图1 2022年环境风险榜A股上市公司数量(单位:家)
环境负面问题与以往我国单纯以经济增长评定政绩的官员考评制度紧密相连[1]。长期以来,GDP和财政收入增长被地方官员看作是反映其政绩的“硬指标”,由此造成“经济发展—资源紧缺、环境恶化—发展受阻”的恶性循环[2]。企业是市场经济的主体,也是环境保护的主体,是环境保护的重要参与者。据《每日经济新闻》发布的“A股绿色周报”显示,暴露环境风险的企业居高不下,生态环境领域违法违规问题频现(见图1),亟须借助政府“绿色审计”监督手段对产业和企业进行强制性“精洗”,解决生态保护市场失灵的问题,赋能企业绿色发展[3]。
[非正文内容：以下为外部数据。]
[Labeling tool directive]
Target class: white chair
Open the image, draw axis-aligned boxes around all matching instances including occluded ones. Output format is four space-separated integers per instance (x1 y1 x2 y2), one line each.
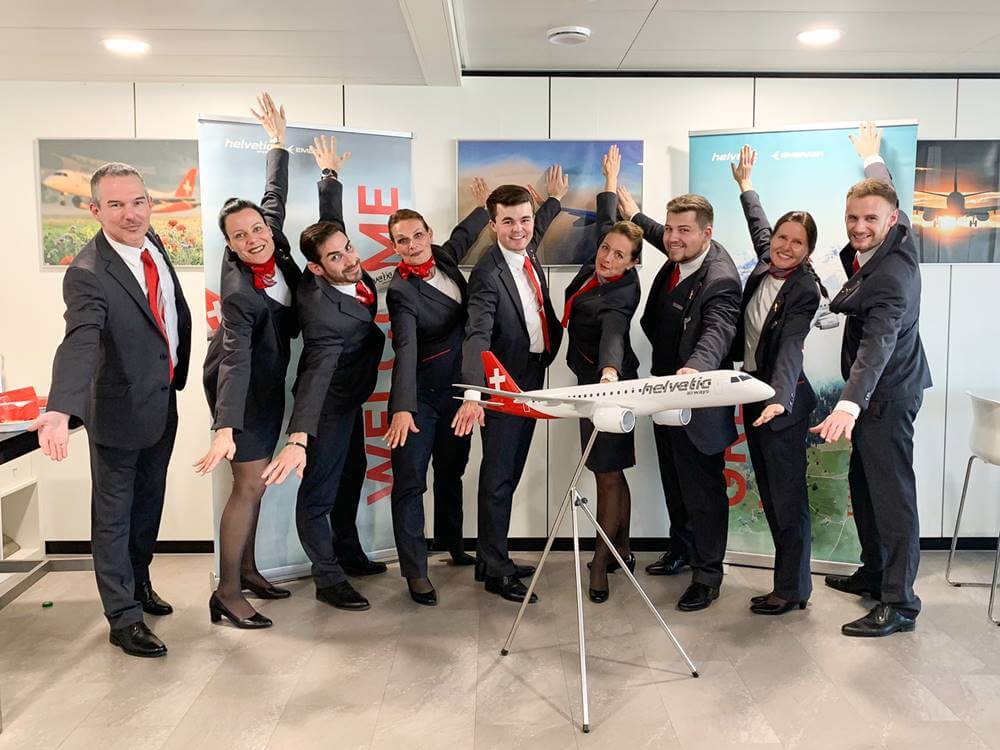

党的十八届三中全会出台《中共中央关于全面深化改革若干重大问题的决定》,要求全面逐步推行领导干部自然资源资产离任审计政策,优化政绩考核指标、增加生态环境效益权重和考核力度,势必会对官员环境治理决策产生影响[4]。与此同时,企业在权衡外部环境监管对内部长远发展的利弊后,优先选择绿色低碳转型的可持续发展道路,形成改善环境表现、提升环境质量的自觉行为。鉴于政府与企业双方在改善生态环境过程中的倾向诉求,本文借助“绿色审计”宏观政策背景,以离任审计试点为契机,探讨政策试点对微观企业环境表现行为的影响,并以此为前提进行作用机制发掘和异质性分析,为充分发挥政府生态治理效能、提升企业环境治理效率、凝聚社会协同治理效力提供有益启示。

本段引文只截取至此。